La Transición supuso la imposición resignada de que no había otra opción, en un contexto de orquestado ruido de sables y maquinaciones financieras
Para ello en lugar de esa constitución que proclamaba Azaña: flexible, leve, ligera, adaptada al cuerpo español sin que le embarace ni moleste en ninguna parte porque un pueblo, en cuanto a su organización jurídico-política, es antes de la constitución, entidad viva, la que emergió de la Transición en el 78 se hizo geométrica, rígida, para conservar el régimen de poder articulando un proceso de tránsito asumiendo la legalidad franquista y con ella el estatus de los grupos sociales, económicos y financieros de la dictadura. Se configuró un ambiente psicológico en que cualquier actitud de ruptura con el pasado vaticinara un vértigo. Franco fue finalmente vencido por la biología, derrota que padeceremos todos, pero el Estado, los intereses y las influencias fácticas a las que cobijaba la arquitectura del régimen, superó el trance con ese enjalbegado llamado Transición.
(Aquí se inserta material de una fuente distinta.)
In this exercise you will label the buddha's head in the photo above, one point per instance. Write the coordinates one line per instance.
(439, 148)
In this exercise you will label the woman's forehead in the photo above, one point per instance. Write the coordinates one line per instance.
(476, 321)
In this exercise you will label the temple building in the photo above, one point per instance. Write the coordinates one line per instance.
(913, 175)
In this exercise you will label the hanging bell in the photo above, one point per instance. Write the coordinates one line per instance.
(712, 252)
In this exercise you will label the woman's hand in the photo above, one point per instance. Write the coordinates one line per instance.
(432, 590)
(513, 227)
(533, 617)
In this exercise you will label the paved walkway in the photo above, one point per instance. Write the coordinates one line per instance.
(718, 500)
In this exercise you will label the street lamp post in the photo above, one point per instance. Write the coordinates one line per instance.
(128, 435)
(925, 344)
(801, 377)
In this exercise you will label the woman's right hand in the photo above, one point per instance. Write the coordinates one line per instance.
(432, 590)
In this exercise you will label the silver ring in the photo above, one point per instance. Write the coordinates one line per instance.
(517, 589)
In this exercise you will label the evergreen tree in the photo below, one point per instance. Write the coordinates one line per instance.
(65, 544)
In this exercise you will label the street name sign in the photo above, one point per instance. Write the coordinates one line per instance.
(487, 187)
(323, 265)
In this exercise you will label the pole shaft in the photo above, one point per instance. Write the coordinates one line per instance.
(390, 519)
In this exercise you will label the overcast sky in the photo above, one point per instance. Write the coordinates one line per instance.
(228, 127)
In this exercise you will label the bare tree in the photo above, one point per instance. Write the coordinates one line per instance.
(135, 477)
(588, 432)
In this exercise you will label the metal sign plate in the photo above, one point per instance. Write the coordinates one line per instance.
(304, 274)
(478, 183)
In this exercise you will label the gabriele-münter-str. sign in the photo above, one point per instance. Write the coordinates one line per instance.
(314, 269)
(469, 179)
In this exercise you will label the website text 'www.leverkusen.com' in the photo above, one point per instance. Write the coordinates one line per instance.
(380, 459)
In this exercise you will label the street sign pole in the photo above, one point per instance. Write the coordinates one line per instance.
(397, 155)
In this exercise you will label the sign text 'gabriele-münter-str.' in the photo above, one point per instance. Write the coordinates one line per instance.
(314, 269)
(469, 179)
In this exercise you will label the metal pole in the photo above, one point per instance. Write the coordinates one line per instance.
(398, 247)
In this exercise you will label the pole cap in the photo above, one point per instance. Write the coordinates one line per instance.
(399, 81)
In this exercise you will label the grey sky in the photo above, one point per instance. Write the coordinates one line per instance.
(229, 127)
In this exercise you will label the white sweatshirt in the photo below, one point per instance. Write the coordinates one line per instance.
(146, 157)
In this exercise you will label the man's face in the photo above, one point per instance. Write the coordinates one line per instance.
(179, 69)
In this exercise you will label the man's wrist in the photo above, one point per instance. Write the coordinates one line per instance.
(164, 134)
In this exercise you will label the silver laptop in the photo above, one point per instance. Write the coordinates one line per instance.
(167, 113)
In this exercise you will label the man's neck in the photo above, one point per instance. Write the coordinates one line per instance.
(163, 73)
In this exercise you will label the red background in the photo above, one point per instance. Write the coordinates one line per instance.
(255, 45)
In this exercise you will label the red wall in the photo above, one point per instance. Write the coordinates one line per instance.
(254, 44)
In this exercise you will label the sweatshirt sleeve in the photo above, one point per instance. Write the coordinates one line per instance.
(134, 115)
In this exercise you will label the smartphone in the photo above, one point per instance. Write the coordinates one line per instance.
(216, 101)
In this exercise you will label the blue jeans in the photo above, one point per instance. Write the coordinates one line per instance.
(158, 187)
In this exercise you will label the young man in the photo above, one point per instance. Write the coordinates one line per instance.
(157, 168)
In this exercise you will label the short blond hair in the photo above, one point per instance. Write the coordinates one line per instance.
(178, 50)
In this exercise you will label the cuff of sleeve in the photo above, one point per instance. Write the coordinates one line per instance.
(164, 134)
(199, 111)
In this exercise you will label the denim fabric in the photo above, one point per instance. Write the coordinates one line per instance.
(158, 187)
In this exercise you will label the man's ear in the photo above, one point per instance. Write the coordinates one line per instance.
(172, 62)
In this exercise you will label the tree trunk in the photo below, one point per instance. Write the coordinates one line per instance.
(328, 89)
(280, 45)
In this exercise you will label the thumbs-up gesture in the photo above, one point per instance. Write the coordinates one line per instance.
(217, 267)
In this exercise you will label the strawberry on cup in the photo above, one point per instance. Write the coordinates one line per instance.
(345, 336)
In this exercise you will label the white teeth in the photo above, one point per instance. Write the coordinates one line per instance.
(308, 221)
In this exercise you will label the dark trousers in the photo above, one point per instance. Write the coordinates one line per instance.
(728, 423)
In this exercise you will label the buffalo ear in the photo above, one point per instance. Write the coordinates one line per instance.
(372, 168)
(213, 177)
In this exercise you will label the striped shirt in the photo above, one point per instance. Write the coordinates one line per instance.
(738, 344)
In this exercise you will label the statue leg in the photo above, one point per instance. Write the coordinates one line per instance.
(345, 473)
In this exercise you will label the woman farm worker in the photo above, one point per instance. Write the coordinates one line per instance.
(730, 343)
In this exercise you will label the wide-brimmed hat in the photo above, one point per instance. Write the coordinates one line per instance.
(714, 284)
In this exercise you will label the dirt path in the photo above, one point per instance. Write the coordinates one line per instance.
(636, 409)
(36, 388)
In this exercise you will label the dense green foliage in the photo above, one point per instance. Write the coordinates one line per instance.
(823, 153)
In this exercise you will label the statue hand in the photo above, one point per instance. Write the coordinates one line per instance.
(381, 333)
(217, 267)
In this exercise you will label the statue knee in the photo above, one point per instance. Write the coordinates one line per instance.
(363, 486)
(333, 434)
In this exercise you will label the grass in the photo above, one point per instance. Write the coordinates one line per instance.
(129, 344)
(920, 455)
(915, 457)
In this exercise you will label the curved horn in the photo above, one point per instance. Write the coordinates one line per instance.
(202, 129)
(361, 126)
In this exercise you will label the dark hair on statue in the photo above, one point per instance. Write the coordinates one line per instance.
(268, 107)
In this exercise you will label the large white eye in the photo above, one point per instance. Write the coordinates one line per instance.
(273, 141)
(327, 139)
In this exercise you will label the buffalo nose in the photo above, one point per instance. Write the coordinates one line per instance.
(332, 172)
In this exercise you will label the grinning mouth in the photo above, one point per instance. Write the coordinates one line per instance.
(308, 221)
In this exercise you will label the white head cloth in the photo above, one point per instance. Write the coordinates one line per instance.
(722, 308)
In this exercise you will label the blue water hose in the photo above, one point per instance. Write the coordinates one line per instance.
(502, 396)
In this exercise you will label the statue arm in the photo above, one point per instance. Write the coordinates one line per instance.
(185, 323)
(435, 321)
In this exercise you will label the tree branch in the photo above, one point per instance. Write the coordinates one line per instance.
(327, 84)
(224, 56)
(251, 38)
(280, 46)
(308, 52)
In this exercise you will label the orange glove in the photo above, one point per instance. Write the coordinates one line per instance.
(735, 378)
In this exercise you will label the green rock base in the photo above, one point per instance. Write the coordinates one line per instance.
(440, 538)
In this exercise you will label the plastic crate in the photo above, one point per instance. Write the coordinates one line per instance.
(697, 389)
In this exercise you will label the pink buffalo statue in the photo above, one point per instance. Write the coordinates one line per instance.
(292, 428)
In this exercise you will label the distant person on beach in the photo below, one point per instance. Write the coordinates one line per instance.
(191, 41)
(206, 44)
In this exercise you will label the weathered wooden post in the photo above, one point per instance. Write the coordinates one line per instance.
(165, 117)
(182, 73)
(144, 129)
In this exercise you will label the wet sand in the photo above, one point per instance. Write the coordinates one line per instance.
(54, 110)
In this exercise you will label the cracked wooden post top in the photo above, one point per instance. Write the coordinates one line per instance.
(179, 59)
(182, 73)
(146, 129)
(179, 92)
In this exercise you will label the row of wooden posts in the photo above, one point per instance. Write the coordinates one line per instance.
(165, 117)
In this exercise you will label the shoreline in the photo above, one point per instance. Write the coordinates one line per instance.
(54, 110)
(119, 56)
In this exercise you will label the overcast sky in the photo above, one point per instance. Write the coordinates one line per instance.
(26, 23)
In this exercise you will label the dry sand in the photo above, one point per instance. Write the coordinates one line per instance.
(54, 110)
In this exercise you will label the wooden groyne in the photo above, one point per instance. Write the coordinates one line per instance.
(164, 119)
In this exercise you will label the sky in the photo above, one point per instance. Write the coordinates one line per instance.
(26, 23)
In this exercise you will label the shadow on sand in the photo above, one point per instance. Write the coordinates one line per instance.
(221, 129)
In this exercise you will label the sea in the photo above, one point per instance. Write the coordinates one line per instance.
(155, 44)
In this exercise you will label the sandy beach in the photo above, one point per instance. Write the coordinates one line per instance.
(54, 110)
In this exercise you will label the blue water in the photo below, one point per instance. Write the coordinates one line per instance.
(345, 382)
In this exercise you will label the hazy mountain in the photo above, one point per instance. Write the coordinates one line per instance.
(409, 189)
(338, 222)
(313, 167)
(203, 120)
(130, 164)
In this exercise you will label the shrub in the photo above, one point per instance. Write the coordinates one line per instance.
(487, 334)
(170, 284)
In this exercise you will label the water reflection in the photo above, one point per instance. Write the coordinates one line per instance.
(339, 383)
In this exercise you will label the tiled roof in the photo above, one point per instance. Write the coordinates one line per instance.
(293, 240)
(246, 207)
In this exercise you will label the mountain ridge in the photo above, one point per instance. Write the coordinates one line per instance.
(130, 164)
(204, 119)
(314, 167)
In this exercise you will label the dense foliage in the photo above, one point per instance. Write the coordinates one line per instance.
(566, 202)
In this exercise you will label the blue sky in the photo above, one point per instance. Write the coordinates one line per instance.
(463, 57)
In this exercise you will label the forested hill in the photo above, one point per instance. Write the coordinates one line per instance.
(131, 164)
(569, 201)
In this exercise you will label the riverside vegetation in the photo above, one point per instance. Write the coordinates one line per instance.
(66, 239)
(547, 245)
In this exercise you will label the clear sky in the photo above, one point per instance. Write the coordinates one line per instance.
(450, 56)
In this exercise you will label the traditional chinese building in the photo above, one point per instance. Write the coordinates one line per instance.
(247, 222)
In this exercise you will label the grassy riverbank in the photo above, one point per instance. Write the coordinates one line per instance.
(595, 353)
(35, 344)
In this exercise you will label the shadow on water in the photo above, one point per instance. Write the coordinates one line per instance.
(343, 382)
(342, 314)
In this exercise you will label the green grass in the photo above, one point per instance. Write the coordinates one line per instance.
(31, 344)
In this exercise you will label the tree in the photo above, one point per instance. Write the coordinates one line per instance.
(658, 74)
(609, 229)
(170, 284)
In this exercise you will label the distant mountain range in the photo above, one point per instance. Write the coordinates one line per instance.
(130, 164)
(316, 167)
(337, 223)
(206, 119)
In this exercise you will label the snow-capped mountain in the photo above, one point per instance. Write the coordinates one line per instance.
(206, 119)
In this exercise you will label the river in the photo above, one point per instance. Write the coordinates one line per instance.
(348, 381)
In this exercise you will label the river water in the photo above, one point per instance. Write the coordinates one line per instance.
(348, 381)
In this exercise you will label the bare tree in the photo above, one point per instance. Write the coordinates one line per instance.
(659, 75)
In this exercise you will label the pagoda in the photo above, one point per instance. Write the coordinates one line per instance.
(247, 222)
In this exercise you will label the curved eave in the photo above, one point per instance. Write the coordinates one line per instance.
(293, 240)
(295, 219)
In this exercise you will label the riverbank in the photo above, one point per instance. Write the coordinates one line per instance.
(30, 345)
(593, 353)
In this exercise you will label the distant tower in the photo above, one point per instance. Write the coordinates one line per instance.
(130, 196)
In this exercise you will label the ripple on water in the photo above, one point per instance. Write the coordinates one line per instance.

Todo ello es la causa de la extremosidad a la que la derecha intenta llevar la esgrima de la vida pública española. El franquismo reformado en el que se instala el conservadurismo carpetovetónico utiliza todo su arsenal de dialéctica autoritaria y obscenidad verbal ante una mayoría parlamentaria que es el reflejo de una España muy diferente a aquella que la derecha sepia quiere volver a reunir en la Plaza de Oriente. Derogar el “sanchismo”, no era sino derogar las urnas que configuran mayorías antitéticas al franquismo reformado del régimen del 78. Una solución política autoritaria requiere con anterioridad un caos necesario aunque sea inexistente, crear una ficción de país que suponga una distopía para esa España real que la derecha niega. La beligerancia crispante e inmoderada del PP y VOX abren un camino inextricable en la vida pública y la sociedad española de consecuencias imprevisibles. El enfrentamiento sin reservas contra la pluralidad democrática del país, la negación violenta del adversario político, la posición ideológica propia como única posible son elementos seminales de escenarios donde la democracia es impracticable.